Александр Тургенев сделался непоседой. Переезжая из города в город, слушая лекции знаменитостей, завязывая светские знакомства и вступая в дружеские связи, он бережно собирал для брата впечатления парижских салонов, питал его самыми свежими известиями об интеллектуальной жизни Парижа. В суровом, вынужденном одиночестве брата он заменял ему общество друзей и пестрыми, яркими письмами нарушал удушливое однообразие чельтенгамского деревянного дома.
В этот год учитель Мериме, Лингаи, испытал не мало неприятных минут под влиянием воспоминаний о том, что именно он, Лингаи, составлял по поручению Людовика XVIII самые едкие газетные выпады против Марсанского павильона. Теперь Марсанский павильон стал эмблемой власти, и раскрытие авторства Лингаи могло серьезно ему повредить.
В этот год ученик Лингаи, Мериме, с увлечением предался утонченному и элегантному озорству, состоявшему в том, что он попытался перевоплотиться в испанскую цыганку Клару Газуль и написал несколько мещанских комедий с трагическим исходом, буржуазных трагедий с комическим разрешением. Шутник и весельчак Эри Шеффер изобразил Мериме в женском костюме, и в таком виде автор «Театра Клары Газуль» предстал перед ротозеями парижских книжных витрин.
И тогда же, сходя по лестнице особняка герцогини Брольи, Бейль узнал от итальянца Корнера о том, что лучшая женщина в мире – Метильда Висконтини – умерла от постоянных горестей и несчастий, гордо перенося свое одиночество, преследуемая властями. Бейль пошатнулся, схватился за перила, и Корнер с мрачным видом неуклюже поддержал его подмышки. Молодая девушка с черным брильянтовым крестом на шее, испуганно посмотрев на Бейля огромными глазами, быстро принесла ему стакан воды. Это была невеста убитого декабриста Михаила Ширханова, Натали Щербакова, воспитанница Строгановых. Бейль навсегда запомнил эту русскую девушку. Мысленно он всегда называл ее Арманс и дал ей выдуманную русскую фамилию – Зоилова. Он пробовал зарисовать ее портрет, пробовал описать ее историю. Так возник первый набросок романа «Арманс». Не чувствуя себя беллетристом, Бейль оставил этот очерк.

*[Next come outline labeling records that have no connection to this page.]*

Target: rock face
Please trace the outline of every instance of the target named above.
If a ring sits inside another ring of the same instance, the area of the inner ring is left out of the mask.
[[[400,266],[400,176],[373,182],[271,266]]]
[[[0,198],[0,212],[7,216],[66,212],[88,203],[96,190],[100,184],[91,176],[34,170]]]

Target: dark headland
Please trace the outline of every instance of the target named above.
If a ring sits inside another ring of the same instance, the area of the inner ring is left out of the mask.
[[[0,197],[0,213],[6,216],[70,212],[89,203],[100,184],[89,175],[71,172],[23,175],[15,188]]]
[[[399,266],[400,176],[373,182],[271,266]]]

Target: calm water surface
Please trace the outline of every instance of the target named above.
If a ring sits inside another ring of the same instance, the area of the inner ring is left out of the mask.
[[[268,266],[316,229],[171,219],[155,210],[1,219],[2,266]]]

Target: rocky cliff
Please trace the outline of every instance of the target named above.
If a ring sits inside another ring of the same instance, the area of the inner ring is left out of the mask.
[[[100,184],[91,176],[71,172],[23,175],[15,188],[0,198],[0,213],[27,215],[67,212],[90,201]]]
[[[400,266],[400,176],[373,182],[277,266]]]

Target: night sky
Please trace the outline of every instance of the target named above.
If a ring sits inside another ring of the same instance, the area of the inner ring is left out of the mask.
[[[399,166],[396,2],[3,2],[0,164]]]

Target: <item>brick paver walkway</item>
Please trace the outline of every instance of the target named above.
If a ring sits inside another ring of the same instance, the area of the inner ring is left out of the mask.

Его сердце так и не могло примириться со смертью Метильды. Спустя немного пришла весть о том, что в Англии скончался любовник Метильды – Уго Фосколо, прекрасный плечистый гигант, с тонкой талией и рыжими волосами, с глазами безумными и веселыми, замечательный поэт и дерзкий конспиратор, один из страшнейших заговорщиков Италии, осмелившийся именем народа говорить дерзкие фразы в лицо всесильному Бонапарту. Фосколо умер в лачуге на берегу Темзы, в лондонском предместье. Мука ревности, томившая Бейля, сменилась чувством восхищения перед поэтом и борцом за Италию, когда он узнал о смерти Фосколо. Опять итальянские впечатления нахлынули волной, налетели вихрем, скомкали обычное течение жизни.
С невероятной быстротой пишутся наброски о жизни Россини, переплетаются в большую тетрадку уцелевшие итальянские письма, но ничто не помогает избавиться от тоски после несчетных потерь тяжелой зимы.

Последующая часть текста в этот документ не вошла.